I differentiate the two forms because I see a bunch of comics try to bridge the gap between the two, usually at the cost of storyline pace in the former.  If the storyline comic wastes an update stopping the action to tell a joke about something going on in the news, it leaves readers feeling like they’ve been used as listeners to a soapbox.  This is easily fixed by having a separate area in which the characters might speak on other things out of the normal story.  But if you’re selling readers on a specific type of story, it’s best to stay with it.

2) Know what you’re going to do before you start
This is what I’ve seen to be the biggest killer of start-up web comics.  Let’s create a little strip – we’ll call it The Adventures of Sam and Tracy.  Sam is a high school student whose best friend Tracy just happens to be a spell-casting witch.  Sam learns this when Tracy misfires a spell and SAM BECOMES SAMANTHA.  Now see as Sam adjusts to being a teenage girl while Tracy learns her magic at a hilarious too-fast pace while trying to become skilled enough to fix her best friend.  Now we, the creative mind behind this ha-ha-larious strip has created it because we wanted to see 1) the spell itself, 2) the awkward adjustment phase, and 3) the collective girls discover their true love for each other and share a girl-on-girl smooch.

And before you ask, I’ve seen A LOT OF THIS in browsing web comic databases.

Okay, the first two are knocked out in the opening five or so strips.  The third comes at the end of first storyline.  By this point, we’ve got a small readership who have invested their time in our story.  Where does it go from here?

Well, that’s all the creator had in mind when they started, and that’s where they lose interest in the concept and quickly vanish.  There are a lot of web comics that have been lingering un-updated since that initial idea played out.  There might be a hint at more story, or the promise for more to come, but no real idea where to take it from there.

In television, new shows aren’t simply pitched on a pilot alone, but also with ideas for future storylines.  The investing network needs to be confident that should they pick up the show, the creators have enough creative ideas to carry it for at least its initial run.  The same should be done for these comics.  Don’t simply have a startup idea and think that the rest will come as you go.  Yes, that likely will indeed happen, but at least have an idea of the direction you plan to go in and let the new ideas fill in the gaps – or even change the direction if it naturally happens.

3) Have a goal
Let’s go back to Sam and Tracy.  At the end of this story, there really can only be two outcomes.  Sam goes back to normal, or accepts his new reality.  At least at first, one of those two goals should be at the end of the tunnel.  True, a story might expand or develop to where it goes past that point.  Web comics are like any other – they can go virtually forever if there’s someone to make them.  But more realistically, there will eventually be some kind of end to it, and its best to drop readers the occasional hint that you are heading in that direction.

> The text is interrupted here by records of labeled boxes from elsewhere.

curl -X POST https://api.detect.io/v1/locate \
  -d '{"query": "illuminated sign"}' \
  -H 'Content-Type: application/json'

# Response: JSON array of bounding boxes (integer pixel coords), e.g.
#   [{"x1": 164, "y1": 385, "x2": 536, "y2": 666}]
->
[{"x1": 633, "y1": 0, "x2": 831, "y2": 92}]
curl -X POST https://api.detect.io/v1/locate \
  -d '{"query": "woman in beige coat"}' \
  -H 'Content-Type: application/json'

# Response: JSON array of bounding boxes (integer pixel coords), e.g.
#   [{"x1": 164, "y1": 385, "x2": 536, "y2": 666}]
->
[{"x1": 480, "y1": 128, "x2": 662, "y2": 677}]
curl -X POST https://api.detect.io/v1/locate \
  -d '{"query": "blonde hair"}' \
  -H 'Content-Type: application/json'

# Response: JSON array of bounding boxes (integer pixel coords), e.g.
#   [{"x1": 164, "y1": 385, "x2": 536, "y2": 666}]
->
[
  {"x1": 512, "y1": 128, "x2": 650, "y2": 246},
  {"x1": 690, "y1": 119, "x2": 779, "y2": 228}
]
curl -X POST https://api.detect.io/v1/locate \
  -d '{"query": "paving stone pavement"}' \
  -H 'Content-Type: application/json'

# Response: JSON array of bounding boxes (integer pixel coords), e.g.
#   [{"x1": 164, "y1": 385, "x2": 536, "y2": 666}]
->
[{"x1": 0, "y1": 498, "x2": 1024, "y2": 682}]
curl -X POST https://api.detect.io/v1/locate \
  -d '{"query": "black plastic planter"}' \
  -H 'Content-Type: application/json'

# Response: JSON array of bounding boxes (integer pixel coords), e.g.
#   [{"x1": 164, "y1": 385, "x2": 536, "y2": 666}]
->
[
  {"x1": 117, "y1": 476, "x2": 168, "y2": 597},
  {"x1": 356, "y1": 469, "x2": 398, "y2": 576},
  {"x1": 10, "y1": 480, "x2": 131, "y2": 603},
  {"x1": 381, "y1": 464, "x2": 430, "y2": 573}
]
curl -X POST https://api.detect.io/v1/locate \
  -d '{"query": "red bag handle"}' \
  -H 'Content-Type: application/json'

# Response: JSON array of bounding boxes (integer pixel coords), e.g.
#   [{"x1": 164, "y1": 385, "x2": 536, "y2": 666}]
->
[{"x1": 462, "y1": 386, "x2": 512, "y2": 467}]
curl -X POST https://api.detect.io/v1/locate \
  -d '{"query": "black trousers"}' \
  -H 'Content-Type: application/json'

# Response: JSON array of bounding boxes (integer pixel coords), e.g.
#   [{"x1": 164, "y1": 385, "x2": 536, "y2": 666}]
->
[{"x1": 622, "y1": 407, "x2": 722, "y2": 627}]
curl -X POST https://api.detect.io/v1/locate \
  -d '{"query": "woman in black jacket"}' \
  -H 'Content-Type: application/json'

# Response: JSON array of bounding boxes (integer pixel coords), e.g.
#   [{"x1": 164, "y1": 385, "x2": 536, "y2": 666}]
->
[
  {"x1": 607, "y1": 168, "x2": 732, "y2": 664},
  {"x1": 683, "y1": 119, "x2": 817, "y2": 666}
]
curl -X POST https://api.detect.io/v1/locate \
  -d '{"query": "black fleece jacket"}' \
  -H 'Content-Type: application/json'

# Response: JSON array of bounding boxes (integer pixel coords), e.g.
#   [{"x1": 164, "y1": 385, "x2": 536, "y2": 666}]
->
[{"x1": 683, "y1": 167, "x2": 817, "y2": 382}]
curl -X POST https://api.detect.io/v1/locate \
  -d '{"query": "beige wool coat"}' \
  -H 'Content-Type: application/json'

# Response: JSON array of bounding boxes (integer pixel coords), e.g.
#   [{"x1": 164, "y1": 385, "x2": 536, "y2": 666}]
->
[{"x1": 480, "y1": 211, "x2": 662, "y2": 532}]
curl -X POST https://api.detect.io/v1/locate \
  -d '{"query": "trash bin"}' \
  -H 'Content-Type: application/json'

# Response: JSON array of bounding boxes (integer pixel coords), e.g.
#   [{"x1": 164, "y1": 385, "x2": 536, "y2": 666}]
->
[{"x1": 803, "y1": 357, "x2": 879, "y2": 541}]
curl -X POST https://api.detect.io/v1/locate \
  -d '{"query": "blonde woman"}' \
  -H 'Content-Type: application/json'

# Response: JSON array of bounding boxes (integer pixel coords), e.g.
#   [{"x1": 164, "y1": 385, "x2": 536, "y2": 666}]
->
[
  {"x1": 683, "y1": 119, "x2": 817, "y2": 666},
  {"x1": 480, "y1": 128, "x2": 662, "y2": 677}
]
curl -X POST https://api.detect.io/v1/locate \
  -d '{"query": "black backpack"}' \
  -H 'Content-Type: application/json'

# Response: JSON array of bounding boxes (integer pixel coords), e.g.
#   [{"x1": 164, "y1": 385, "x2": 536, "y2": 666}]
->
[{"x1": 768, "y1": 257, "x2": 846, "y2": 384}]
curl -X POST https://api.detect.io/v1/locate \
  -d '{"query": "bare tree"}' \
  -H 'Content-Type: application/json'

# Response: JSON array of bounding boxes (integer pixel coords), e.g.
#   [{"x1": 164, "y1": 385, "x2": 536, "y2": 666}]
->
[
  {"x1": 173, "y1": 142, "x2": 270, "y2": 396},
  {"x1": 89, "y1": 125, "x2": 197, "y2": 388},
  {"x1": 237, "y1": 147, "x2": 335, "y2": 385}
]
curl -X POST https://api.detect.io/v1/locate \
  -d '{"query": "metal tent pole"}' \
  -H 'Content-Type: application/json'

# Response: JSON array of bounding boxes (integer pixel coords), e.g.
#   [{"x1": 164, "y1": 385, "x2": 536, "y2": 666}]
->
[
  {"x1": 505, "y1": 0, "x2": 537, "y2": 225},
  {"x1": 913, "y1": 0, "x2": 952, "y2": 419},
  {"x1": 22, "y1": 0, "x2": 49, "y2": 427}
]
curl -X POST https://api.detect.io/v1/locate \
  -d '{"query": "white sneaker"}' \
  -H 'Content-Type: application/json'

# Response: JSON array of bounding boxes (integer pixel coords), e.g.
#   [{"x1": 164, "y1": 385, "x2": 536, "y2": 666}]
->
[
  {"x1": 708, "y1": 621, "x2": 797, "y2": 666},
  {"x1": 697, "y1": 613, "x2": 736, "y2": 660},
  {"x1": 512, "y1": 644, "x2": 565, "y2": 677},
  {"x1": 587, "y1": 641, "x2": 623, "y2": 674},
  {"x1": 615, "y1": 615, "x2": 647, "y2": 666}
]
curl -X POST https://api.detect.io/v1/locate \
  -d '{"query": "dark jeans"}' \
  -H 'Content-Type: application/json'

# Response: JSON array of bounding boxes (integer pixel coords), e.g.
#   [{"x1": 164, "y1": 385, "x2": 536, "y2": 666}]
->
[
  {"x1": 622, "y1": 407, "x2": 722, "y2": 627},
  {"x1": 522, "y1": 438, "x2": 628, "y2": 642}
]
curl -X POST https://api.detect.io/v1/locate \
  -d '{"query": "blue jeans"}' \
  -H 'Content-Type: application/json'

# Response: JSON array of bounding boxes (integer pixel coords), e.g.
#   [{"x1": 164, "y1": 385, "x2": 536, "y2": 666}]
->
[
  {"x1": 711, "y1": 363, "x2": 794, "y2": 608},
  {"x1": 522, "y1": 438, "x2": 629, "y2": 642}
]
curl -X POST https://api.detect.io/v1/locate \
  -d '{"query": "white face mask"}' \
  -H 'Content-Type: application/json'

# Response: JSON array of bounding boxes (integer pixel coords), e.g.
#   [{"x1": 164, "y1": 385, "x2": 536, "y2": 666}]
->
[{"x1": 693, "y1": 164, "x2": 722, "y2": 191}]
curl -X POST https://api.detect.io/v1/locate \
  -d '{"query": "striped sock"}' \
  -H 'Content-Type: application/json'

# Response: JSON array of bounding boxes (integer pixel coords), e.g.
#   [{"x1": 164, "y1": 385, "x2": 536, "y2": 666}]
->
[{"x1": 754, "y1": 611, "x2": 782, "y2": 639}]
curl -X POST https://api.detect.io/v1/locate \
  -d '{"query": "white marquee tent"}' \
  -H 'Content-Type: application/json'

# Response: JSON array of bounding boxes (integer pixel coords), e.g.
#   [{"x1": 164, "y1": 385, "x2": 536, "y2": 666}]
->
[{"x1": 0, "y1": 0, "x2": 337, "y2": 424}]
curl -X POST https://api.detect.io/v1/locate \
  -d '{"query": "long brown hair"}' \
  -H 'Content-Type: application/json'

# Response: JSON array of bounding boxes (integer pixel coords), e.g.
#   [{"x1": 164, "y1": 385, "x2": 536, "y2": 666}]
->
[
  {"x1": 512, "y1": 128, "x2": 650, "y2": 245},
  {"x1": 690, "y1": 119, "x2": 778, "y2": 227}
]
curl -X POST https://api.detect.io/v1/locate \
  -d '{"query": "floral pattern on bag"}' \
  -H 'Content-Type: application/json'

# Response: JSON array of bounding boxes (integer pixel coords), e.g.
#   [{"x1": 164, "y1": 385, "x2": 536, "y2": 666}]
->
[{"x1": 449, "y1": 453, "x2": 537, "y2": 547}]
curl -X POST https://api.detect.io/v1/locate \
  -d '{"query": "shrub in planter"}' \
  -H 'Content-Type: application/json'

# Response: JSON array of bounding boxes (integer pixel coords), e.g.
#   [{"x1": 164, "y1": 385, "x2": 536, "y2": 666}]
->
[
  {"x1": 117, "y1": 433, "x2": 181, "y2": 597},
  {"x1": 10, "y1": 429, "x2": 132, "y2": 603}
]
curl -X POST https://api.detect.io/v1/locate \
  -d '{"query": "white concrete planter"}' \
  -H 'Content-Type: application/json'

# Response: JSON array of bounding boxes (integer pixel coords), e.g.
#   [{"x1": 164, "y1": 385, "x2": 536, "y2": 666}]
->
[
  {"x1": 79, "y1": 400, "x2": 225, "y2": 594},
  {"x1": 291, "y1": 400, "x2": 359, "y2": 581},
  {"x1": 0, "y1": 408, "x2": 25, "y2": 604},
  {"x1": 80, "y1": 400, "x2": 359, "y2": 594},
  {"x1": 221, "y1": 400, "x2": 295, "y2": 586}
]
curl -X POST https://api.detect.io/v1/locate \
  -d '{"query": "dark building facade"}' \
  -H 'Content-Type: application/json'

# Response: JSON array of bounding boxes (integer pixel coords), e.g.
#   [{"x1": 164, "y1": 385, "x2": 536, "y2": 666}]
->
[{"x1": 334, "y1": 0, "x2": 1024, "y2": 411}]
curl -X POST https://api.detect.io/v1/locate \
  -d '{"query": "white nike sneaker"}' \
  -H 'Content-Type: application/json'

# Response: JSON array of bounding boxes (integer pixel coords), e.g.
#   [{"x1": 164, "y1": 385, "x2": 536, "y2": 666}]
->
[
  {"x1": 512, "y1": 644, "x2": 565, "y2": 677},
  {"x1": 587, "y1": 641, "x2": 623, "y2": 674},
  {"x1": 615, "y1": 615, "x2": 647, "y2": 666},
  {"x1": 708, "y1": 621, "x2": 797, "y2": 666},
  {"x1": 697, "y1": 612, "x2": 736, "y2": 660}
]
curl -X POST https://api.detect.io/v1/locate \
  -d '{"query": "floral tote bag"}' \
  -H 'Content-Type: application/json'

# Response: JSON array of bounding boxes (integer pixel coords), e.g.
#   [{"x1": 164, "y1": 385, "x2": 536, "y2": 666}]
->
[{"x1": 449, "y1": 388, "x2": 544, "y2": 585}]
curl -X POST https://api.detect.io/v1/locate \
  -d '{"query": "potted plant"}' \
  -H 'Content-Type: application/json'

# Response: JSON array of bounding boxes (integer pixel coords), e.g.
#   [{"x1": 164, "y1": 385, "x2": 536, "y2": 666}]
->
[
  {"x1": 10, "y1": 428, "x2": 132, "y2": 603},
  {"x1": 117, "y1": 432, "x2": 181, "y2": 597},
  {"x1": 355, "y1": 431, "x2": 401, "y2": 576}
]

That’s not to say purposely limit yourself by speeding in one lone direction.  Think of a bigger comic franchise like the Avengers.  The Avengers are a team of heroes that are fighting the world’s evil.  The end point for this story is the day in which all evil is defeated and the world is at peace.  Will that ever happen?  Of course not.  But with every villain defeated, the story tells readers that that end is a little bit closer to being reached.  I’ve read a number of web comics that set up their storyline and then never touch upon it again.  Instead the characters do round about things over and over while the theme occasionally gets brought up, but never acted upon.

These are just three things – but following them will add a lot more depth to your comic than 4/5 of what I’ve seen in my travels.

One comment

  1. Don’t forget characterization. You may have the greatest story progression in the history of stories, with great mysteries and plot twists, but if no one cares about the characters going through this, then they’re not going to continue reading. It’s why a show like Lost succeeds while shows like The Event and FlashForward fail.